See here young man: http://www.discusscooking.com/forums/f104/what-are-you-baking-today-2013-a-87388-20.html#post1313864


----------



## pacanis

Andy M. said:


> See here young man: http://www.discusscooking.com/forums/f104/what-are-you-baking-today-2013-a-87388-20.html#post1313864


 
Wow! 
That looks delicious, Andy.
Do they ship well?


----------



## Andy M.

pacanis said:


> Wow!
> That looks delicious, Andy.
> Do they ship well?



Sadly, no.  Besides I consider sharing vastly overrated.


----------



## pacanis

Andy M. said:


> Sadly, no. Besides I consider sharing vastly overrated.


----------



## Harry Cobean

Andy M. said:


> See here young man: http://www.discusscooking.com/forums/f104/what-are-you-baking-today-2013-a-87388-20.html#post1313864


bloody hell andy that looks,and i'm sure tastes,sublime...as good if not better than any french patisserie i've seen....and those chaps know how to bake a tart....respect!!
i haven't looked yet,but if you haven't already,any chance of posting the pics on food photo's please mate?


----------



## Andy M.

Harry Cobean said:


> ...any chance of posting the pics on food photo's please mate?




Harry, you're my inspiration for posting the tart photos. 

I think it makes more sense to post this type of photo post in their appropriate forums so they are easier to find.  If someone is looking for a baked goods recipe, they don't have to wade through dozens of dinner photos in hopes of finding one.


----------



## Harry Cobean

Andy M. said:


> Harry, you're my inspiration for posting the tart photos.
> 
> I think it makes more sense to post this type of photo post in their appropriate forums so they are easier to find.  If someone is looking for a baked goods recipe, they don't have to wade through dozens of dinner photos in hopes of finding one.

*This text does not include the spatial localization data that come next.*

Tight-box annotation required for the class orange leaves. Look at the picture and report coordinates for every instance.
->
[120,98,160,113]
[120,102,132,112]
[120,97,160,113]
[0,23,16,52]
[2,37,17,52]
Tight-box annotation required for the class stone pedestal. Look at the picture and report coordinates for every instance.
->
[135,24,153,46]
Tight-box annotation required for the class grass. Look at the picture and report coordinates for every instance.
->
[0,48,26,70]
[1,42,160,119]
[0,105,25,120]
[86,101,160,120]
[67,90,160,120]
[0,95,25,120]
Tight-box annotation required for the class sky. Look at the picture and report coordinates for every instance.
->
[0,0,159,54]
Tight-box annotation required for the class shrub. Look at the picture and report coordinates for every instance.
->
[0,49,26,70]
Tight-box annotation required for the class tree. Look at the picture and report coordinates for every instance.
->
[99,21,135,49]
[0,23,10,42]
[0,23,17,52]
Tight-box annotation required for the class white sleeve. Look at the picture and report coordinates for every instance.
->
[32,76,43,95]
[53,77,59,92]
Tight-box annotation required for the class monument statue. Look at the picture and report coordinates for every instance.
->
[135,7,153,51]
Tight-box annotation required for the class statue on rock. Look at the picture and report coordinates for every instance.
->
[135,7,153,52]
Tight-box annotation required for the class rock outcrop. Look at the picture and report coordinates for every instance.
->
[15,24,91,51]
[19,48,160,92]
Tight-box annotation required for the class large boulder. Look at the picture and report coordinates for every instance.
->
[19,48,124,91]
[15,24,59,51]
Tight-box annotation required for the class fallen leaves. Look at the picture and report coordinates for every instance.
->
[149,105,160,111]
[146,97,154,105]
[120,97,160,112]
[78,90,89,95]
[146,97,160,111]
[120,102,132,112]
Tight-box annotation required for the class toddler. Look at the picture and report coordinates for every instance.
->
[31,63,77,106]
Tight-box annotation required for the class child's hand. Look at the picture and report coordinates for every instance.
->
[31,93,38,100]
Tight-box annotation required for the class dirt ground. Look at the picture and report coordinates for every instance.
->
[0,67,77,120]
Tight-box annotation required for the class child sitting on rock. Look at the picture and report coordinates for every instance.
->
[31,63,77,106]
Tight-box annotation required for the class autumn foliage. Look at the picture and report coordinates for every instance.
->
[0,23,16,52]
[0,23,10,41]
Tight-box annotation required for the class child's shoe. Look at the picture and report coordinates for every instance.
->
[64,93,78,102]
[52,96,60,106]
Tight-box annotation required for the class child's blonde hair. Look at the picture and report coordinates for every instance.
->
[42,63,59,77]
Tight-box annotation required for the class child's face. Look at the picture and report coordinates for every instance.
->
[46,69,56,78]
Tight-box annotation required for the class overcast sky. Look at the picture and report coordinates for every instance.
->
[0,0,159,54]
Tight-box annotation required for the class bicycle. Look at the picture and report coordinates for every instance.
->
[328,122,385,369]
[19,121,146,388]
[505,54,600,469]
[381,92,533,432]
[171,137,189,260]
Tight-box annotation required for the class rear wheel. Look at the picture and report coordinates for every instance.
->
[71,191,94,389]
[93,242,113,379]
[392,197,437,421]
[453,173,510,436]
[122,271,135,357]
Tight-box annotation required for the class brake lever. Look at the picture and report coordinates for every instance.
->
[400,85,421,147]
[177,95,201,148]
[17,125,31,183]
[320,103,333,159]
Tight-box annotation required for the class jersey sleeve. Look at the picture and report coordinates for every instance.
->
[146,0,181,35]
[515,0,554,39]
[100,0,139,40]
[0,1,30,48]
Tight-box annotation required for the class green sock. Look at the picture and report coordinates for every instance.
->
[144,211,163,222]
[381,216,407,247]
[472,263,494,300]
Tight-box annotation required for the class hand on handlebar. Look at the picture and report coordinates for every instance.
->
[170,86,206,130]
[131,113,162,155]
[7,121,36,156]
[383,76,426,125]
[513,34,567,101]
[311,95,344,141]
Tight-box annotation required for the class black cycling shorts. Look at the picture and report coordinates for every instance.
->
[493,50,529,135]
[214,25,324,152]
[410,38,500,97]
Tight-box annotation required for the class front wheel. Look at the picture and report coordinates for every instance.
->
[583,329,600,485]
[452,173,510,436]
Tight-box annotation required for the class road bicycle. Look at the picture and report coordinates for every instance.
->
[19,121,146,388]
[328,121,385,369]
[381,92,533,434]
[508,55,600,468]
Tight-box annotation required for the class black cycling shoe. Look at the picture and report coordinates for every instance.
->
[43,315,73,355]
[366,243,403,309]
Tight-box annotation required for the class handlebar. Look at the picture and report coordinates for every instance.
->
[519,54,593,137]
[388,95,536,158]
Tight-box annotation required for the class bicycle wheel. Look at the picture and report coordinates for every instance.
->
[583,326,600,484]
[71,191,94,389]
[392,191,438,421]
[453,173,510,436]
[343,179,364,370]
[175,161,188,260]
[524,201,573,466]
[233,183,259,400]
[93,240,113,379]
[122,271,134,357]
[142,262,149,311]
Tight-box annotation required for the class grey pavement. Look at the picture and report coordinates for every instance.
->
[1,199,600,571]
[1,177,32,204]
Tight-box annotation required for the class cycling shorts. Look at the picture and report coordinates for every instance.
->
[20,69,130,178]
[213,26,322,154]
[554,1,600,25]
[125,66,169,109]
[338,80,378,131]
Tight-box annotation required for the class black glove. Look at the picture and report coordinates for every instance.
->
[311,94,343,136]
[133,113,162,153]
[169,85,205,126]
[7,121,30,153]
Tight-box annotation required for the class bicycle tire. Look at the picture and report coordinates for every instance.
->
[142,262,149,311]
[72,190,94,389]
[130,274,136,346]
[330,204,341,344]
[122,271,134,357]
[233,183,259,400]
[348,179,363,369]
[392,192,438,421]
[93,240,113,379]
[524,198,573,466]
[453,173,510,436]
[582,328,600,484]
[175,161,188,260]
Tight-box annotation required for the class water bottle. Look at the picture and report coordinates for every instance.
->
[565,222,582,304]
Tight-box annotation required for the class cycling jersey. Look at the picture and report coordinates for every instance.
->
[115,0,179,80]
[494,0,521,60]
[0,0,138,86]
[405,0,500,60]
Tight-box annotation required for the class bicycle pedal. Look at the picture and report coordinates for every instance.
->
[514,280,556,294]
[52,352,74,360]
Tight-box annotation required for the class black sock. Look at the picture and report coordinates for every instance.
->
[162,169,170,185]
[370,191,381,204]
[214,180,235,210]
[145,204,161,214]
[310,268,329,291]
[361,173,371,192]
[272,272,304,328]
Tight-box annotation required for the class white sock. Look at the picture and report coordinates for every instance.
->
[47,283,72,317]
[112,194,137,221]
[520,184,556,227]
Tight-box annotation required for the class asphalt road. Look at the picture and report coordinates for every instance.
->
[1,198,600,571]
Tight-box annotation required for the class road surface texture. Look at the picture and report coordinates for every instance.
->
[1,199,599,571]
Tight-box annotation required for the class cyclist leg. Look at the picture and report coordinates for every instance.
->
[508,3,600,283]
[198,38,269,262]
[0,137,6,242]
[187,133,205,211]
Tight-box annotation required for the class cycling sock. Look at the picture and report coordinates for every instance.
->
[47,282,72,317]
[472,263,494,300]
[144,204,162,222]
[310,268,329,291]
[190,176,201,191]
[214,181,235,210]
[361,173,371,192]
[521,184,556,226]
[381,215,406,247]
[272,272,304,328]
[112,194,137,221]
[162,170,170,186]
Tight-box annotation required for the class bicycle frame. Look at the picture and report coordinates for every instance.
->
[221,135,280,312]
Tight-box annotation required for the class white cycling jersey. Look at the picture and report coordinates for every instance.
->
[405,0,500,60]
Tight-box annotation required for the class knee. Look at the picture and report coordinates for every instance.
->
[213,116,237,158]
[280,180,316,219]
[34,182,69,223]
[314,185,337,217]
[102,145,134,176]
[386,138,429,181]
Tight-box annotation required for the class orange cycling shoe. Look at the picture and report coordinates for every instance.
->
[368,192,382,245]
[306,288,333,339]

thanks andy,appreciate that,really
i was just thinking food photo's because i can't bake,harry & flour don't get along at all,never have,probably never will,so i never look in that thread.whereas i always look in food photo's to see what's new.just a thought mate


----------



## pacanis

That's about as well as flour and I get along, too, Harry. Unless it's going into gravy of course.


----------



## Harry Cobean

pacanis said:


> That's about as well as flour and I get along, too, Harry. Unless it's going into gravy of course.


or on a nice fillet of fish for frying


----------



## pacanis

That, too!


----------



## taxlady

So make the tart with a pre-made crust.


----------



## Harry Cobean

taxlady said:


> So make the tart with a pre-made crust.


ha! good thinking tax!!


----------



## Andy M.

taxlady said:


> So make the tart with a pre-made crust.

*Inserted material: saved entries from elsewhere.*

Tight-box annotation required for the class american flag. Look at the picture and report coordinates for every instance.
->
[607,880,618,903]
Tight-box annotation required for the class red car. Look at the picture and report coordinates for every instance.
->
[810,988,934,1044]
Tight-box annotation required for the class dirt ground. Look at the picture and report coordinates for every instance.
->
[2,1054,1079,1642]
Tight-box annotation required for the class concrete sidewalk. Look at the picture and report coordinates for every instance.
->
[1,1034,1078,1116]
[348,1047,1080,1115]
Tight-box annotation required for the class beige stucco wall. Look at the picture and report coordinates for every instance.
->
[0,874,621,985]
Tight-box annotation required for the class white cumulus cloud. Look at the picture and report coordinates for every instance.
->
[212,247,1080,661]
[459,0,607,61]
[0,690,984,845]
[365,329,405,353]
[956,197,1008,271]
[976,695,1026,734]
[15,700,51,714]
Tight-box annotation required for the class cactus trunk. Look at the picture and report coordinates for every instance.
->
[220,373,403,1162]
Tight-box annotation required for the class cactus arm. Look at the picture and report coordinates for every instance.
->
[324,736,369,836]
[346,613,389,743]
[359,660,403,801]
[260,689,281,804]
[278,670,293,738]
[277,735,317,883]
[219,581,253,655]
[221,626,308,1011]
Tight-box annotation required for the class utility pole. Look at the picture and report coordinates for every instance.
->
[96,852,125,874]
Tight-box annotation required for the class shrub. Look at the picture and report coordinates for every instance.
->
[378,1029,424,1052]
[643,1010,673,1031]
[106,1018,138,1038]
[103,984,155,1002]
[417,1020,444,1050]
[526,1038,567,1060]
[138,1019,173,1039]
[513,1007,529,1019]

I don't think a pre-made crust cooks better/faster than homemade.


----------



## Harry Cobean

Andy M. said:


> I don't think a pre-made crust cooks better/faster than homemade.


it does if,like me,you can't make one andy!!


----------



## Andy M.

Harry Cobean said:


> it does if,like me,you can't make one andy!!



Harry, the thought of making a pastry crust is daunting.  The actual effort required is not.  I just toss a bunch of stuff into a food processor and turn it on.


----------



## taxlady

Andy M. said:


> I don't think a pre-made crust cooks better/faster than homemade.


I didn't mean you. I meant those two who think they are pastry impaired. I certainly prefer using homemade.


----------



## Andy M.

taxlady said:


> I didn't mean you. I meant those two who think they are pastry impaired. I certainly prefer using homemade.



Oh, OK.  I've used pre-made pastry.  It's OK when you're feeling lazy.


----------



## Harry Cobean

Andy M. said:


> Harry, the thought of making a pastry crust is daunting.  The actual effort required is not.  I just toss a bunch of stuff into a food processor and turn it on.


not the effort mate,it just doesn't seem to work for me.i'll give it one last chance & let you know!!


----------



## Harry Cobean

taxlady said:


> I didn't mean you. I meant those two who think they are pastry impaired. I certainly prefer using homemade.





Andy M. said:


> Oh, OK.  I've used pre-made pastry.  It's OK when you're feeling lazy.


now there's a thought...ready made pastry.seen all sorts in the chilled section in tesco.most of the tv chefs over here say the good brands are that good that it isn't worth making your own for everyday dishes.sorted!!


----------